The Story
Why it exists.
The beginning
In 1988, Jean Laporte added Fleur d'Iris to the Les Fleurs Divines collection, a line built around what flowers mean, not just how they smell. Iris takes its name from the Latin word for rainbow, a symbol of sophistication. Laporte wasn't interested in the iris blossom itself, which is nearly scentless. He wanted the root, orris, the material perfumers have prized for centuries. This was a fragrance about precision: choosing the difficult material over the easy one, the root over the flower, the patience of years over the immediacy of petals. The orris root carries a complexity that the blossom simply cannot match, offering perfumers a different kind of beauty to work with.

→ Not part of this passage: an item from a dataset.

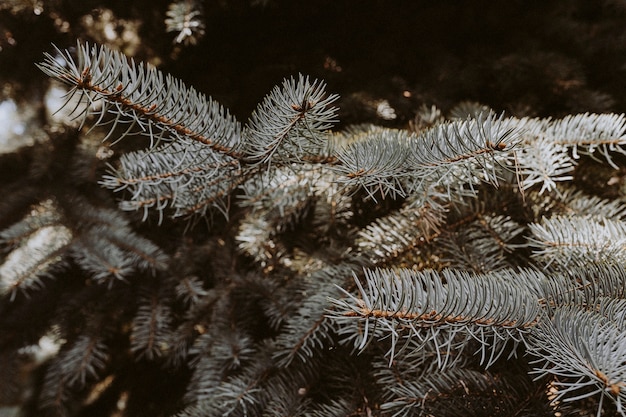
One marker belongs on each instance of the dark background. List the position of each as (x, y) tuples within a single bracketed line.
[(526, 58)]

Orris absolute is one of perfumery's most demanding materials. The iris rhizome must be harvested, dried, then processed through a lengthy extraction to develop its characteristic powdery, violet-like character. What arrives in the bottle isn't delicate floral sweetness, it's something cool and refined, with a quality that suggests depth without heaviness. Laporte paired this austerity with rose and jasmine, adding warmth. The green notes and violet in the opening keep everything grounded in something real and tangible.
The evolution
The opening hits cool and green, a sharp edge from the violet that cuts through the rose. For the first part of the wear, there's a brightness that feels like morning. Then the iris takes over. Not gently. The orris root dominates, bringing its powdery quality that some wearers describe as slightly soapy. Jasmine and vanilla soften the middle, but the iris doesn't retreat, it deepens instead, blending with the green until the composition becomes something cohesive and warm. As time passes, the ambergris and musk arrive. The drydown is intimate, close to the skin, the kind that someone leaning in will notice before the wearer does. On fabric, the iris lingers overnight. The longevity of this fragrance means it doesn't need reapplying throughout the day.
Cultural impact
Part of Les Fleurs Divines, a collection built around what flowers symbolize rather than just how they smell. Iris, named for the Latin word for the rainbow, represents sophistication. Released in 1988, it stands as an example of how niche perfumery could approach familiar materials from unexpected angles, finding new territory within well-established olfactory families.